Pour comprendre dans quelle mesure les informations visuelles ont un impact sur le système HD, les chercheurs ont exposé des souris à un repère visuel en rotation continue (au lieu d’un repère en déplacement discret). Dans cette situation de conflit constant entre l’auto-mouvement et les informations visuelles, ils ont constaté que le repère rotatif exerçait un contrôle total sur les neurones HD, induisant une rotation continue de la représentation HD interne. De manière inattendue, le réseau HD a continué à tourner à une vitesse angulaire similaire à celle du repère visuel, même après son retrait.

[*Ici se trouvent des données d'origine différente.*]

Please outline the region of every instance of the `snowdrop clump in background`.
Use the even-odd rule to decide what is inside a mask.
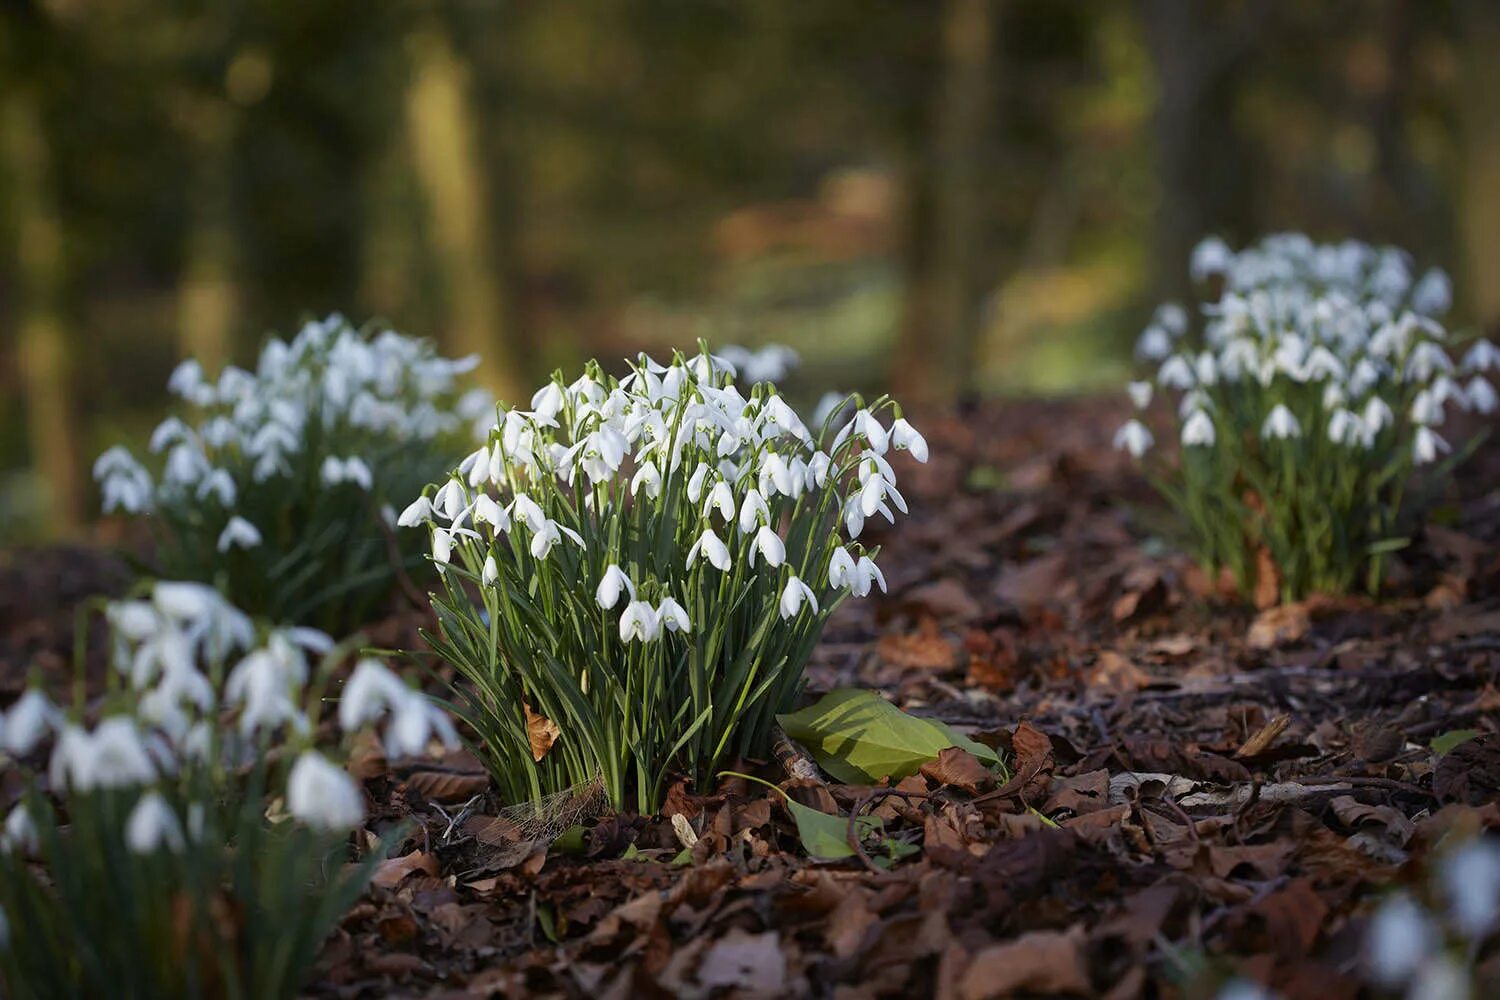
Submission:
[[[215,582],[277,621],[350,630],[390,592],[393,505],[493,415],[485,392],[459,388],[475,364],[337,315],[267,341],[254,371],[209,379],[184,361],[168,388],[185,412],[151,436],[154,475],[119,446],[95,463],[104,511],[152,519],[166,576]]]
[[[708,781],[764,749],[834,607],[885,587],[859,539],[906,510],[892,459],[927,459],[893,401],[851,403],[809,428],[706,348],[591,364],[402,512],[430,530],[430,638],[508,797],[598,778],[649,810],[669,767]]]
[[[1457,343],[1447,276],[1392,247],[1209,239],[1190,270],[1200,315],[1165,305],[1141,334],[1136,356],[1157,369],[1131,384],[1115,446],[1150,451],[1147,411],[1165,397],[1181,462],[1160,486],[1208,566],[1254,593],[1264,550],[1284,600],[1375,589],[1404,544],[1413,471],[1432,486],[1453,451],[1445,420],[1495,412],[1500,350]]]
[[[10,921],[0,981],[178,995],[227,975],[244,977],[241,995],[288,995],[370,870],[328,865],[365,820],[364,792],[336,761],[370,727],[392,753],[454,746],[453,723],[363,660],[330,743],[318,713],[333,640],[258,625],[206,584],[157,583],[104,617],[112,676],[91,723],[37,689],[0,715],[26,786],[0,826],[0,913],[27,915]],[[265,797],[278,793],[284,818],[270,821]],[[235,931],[215,916],[226,901],[271,912],[246,922],[249,940],[222,941]],[[162,926],[201,940],[153,937]],[[184,954],[247,960],[208,968]]]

Cela indique que le système HD se réadapte aux changements artificiellement imposés dans la relation entre l’auto-mouvement et le flux optique, peut-être par le biais d’un mécanisme qui permet un recalibrage dépendant de l’expérience de l’intégration de l’entrée vestibulaire.  

Ces résultats ont incité l’équipe de recherche à développer de nouveaux modèles informatiques pour mieux comprendre les mécanismes sous-jacents. Ils ont découvert que leurs principales observations expérimentales pouvaient être expliquées en généralisant une classe de modèles de réseaux (appelés modèles d’attracteurs en anneau) afin d’intégrer les fluctuations de gain et la plasticité synaptique qui associe les neurones HD et la scène visuelle. Ce faisant, la modélisation génère également de nouvelles prédictions qui devront être testées dans de futures expériences.  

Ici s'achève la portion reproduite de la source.